Milli Eğitim sistemimizdeki bir garabetten daha bahsedeceğim. Geçtiğimiz günlerde, Taşımalı Eğitim Yönetmeliği’nde yapılan bir değişiklikle taşımalı eğitimin kapsamı 50 kilometreden 30 kilometreye düşürüldü. Tasarruf adı altında çocuklarımızın eğitim hakkı ellerinden alınıyor. Birçok veli, çocuğunu okula göndermemeyi düşünüyor. Neden mi? Çünkü AKP iktidarının yıllardır besleyip palazlandırdığını tarikat ve cemaatlerin yurtlardaki baskıları biliyorlar. Bu değişiklik ebeveynlere, ‘Çocuğunu okutursan cemaate teslim edeceksin. Etmezsen de okutamayacaksın’ seçimini dayatıyor. Çok yakın geçmişte tarikat ve cemaat yurtlarında çocuklarımızın yaşadıklarını hepimiz biliyoruz. Yeri okul olan ama bu kaygılarla okula gönderilmeyen çocuklarımız ne yapacak? Ya gidip çalışacak ya da evlendirilecek. Bakın, buradan AKP iktidarının uyarıyoruz: Bu yaptığınız çocuk işçi sayını arttırır, erken yaşta evliliğin önünü açar, çocuklarımızın geleceğinin tarikatların, cemaatlerin elinde yok olmasına neden olur.
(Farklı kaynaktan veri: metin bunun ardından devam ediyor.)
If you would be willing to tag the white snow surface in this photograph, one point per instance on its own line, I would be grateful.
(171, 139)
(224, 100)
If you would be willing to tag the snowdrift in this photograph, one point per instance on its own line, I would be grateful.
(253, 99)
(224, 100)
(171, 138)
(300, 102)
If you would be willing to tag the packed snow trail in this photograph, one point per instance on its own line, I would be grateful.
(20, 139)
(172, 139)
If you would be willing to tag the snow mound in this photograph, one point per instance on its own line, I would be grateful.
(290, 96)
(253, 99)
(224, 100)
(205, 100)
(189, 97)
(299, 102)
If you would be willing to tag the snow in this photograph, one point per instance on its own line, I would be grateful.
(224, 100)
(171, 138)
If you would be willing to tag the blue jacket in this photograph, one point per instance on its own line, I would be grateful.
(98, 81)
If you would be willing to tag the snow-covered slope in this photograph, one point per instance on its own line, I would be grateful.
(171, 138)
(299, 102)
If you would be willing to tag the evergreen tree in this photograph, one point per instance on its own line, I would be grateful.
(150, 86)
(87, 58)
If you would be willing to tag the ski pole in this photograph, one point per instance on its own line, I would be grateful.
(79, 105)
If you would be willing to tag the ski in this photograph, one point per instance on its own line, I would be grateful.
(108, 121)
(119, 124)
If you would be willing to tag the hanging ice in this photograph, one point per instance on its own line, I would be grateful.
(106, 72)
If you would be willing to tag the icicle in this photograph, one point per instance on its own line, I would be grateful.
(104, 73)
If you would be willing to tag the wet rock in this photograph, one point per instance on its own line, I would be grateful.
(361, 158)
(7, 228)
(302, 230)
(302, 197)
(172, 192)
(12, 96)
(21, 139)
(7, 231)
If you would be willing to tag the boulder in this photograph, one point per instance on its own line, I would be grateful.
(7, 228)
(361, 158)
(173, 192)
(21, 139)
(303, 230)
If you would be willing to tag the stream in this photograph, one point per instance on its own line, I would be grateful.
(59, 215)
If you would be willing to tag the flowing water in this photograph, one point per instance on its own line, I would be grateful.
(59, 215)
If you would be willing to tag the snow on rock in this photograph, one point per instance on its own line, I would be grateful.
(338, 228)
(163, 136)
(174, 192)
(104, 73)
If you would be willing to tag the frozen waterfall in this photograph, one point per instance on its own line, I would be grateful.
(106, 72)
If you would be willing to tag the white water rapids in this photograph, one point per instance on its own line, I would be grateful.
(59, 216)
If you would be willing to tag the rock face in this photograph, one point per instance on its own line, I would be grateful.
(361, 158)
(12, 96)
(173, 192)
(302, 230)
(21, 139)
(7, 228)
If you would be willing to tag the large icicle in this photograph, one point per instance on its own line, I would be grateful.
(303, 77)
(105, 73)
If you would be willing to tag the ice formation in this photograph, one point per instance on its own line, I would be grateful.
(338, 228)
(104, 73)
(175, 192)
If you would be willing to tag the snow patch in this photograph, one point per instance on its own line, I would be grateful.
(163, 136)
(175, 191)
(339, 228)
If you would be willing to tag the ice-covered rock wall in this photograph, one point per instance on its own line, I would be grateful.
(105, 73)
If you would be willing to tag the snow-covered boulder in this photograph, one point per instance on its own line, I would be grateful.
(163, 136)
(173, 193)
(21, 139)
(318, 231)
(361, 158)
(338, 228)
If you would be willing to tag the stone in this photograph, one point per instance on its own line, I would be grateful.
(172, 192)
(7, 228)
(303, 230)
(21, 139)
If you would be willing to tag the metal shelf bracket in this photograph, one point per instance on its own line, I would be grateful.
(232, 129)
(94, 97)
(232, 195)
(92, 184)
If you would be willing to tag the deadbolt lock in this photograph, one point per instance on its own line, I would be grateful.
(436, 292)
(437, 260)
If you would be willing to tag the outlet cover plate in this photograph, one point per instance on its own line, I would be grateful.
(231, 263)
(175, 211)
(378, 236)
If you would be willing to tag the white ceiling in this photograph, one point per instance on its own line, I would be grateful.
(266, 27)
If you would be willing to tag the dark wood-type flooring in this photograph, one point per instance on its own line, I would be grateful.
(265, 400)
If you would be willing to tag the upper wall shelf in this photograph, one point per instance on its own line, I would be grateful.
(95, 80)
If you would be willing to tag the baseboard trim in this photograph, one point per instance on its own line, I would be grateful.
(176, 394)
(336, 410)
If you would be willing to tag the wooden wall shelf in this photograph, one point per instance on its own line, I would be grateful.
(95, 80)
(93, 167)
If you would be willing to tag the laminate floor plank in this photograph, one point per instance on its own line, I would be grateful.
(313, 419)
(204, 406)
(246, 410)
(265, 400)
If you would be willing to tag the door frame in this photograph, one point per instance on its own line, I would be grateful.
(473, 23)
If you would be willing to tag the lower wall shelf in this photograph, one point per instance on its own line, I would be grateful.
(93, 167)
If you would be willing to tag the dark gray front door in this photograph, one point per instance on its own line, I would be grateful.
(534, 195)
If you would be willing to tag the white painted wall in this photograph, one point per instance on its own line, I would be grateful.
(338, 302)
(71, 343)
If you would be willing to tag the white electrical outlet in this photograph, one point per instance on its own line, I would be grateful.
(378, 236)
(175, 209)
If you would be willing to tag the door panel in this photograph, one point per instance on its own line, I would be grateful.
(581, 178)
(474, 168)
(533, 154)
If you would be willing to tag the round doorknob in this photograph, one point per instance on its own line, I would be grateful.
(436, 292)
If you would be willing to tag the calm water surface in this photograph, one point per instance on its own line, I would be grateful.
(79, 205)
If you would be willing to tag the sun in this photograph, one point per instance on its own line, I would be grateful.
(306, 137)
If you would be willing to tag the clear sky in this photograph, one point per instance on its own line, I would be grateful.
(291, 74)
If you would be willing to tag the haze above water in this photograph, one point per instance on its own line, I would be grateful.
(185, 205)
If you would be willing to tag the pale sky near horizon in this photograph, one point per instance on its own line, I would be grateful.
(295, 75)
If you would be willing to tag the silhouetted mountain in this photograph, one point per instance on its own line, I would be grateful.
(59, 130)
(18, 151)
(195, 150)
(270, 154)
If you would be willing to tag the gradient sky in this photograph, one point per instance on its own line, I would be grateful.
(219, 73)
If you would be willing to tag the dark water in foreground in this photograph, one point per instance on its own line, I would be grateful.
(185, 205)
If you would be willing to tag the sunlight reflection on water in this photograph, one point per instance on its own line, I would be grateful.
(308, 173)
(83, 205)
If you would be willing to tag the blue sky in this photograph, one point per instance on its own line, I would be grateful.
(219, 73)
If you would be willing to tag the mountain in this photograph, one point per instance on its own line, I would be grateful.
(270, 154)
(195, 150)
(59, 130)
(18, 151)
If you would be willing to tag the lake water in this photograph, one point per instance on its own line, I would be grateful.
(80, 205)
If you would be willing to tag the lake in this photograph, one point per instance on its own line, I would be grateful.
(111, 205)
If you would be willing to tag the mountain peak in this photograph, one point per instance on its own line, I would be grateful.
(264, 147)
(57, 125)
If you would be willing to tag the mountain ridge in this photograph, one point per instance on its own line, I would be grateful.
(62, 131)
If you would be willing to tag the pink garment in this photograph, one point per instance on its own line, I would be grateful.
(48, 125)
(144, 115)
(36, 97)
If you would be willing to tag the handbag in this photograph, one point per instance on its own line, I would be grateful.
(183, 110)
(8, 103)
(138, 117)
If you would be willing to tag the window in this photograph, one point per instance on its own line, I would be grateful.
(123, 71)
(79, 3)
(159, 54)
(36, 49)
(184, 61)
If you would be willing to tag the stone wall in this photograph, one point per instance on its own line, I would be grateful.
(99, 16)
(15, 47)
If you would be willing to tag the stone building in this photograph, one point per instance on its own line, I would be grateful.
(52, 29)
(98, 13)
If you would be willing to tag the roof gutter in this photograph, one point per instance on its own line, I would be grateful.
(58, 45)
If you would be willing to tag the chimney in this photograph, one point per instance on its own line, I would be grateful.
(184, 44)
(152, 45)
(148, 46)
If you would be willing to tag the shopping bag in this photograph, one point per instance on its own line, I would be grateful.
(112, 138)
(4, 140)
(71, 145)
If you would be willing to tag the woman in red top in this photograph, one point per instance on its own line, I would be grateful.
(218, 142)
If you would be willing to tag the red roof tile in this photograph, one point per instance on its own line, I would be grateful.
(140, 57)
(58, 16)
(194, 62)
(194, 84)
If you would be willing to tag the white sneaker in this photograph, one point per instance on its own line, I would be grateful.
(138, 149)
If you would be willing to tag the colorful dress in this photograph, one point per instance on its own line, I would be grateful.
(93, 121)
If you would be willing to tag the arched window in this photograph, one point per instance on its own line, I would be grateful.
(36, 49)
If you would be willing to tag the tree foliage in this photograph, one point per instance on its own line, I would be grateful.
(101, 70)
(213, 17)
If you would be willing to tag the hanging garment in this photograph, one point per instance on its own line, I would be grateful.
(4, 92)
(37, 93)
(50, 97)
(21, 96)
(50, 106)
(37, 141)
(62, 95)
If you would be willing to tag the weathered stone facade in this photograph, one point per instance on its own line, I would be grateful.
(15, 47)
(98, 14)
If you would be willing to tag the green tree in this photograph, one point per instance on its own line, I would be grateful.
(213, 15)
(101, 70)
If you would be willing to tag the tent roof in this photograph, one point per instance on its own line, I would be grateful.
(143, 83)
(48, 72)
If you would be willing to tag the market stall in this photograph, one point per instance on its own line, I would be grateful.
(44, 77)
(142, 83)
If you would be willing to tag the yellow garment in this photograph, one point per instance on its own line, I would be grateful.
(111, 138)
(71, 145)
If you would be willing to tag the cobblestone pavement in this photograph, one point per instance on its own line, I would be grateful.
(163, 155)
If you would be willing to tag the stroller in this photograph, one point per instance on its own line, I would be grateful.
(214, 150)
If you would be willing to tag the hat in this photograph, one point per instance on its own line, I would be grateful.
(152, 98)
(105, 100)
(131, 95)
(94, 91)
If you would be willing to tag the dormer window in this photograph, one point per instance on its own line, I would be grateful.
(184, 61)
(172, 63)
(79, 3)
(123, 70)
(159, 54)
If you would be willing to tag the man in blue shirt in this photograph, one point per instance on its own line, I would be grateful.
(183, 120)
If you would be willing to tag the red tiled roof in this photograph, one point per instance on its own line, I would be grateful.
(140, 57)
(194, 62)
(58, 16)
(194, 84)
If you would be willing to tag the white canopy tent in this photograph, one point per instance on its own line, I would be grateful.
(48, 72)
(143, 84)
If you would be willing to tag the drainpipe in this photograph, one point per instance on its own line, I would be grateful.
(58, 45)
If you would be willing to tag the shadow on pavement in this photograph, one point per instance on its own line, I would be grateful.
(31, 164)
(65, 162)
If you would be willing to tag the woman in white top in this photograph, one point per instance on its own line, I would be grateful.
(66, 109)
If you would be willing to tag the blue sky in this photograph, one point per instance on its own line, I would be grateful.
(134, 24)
'TÜRKİYE'Yİ SİZİN ÇAĞDIŞI KARANLIĞINIZDAN KURTARACAĞIZ'

Dün Lübnan'da bir saldırı gerçekleşti. Saldırıda tek kurşun sıkılmadan 12 kişi öldü, 2 bin 800 kişi de yaralandı. Ağırlıklı kanaat, saldırıyı İsrail'in yaptığı görüşünde. Aynı anda yaklaşık 3 bin çağrı cihazını patlatan bir siber saldırı Hizbullah'ı felç etti. Savaş kavramı, bu saldırıyla başka bir boyuta taşındı. Adamlar tek tuşla tek mermi atmadan çağrı cihazlarını patlatarak 3 bin kişiye zarar veriyor, bizim akıl küpleri ‘Anayasa’nın dördüncü maddesi olsun mu, laiklik olsun mu, olmasın mı’ derdinde. Milli telefonumuz yok, milli yazılımımız yok. Bunları üretecek insan kaynağını yetiştirmekle yükümlü MEB ise çocuklarımızı tarikatlara, cemaatlere teslim etmiş; sınıfta kefen sarma, ağıt yakma eğitimi veriyor. Son yaşanan olaylara ve küresel gelişmelere baktığımızda açıkça görüyoruz ki artık teknolojik gelişmeleri takip etmek neredeyse bir varoluş mücadelesi haline geldi. 22 yıllık iktidar sarhoşluğundan bu küresel tehlikeyi göremeyen AKP iktidarına sesleniyoruz: Siz de yönetme biçiminiz de söylemleriniz de artık çağ dışı kaldı. Türkiye’yi sizin çağ dışı karanlığınızdan en kısa zamanda kurtaracağız.”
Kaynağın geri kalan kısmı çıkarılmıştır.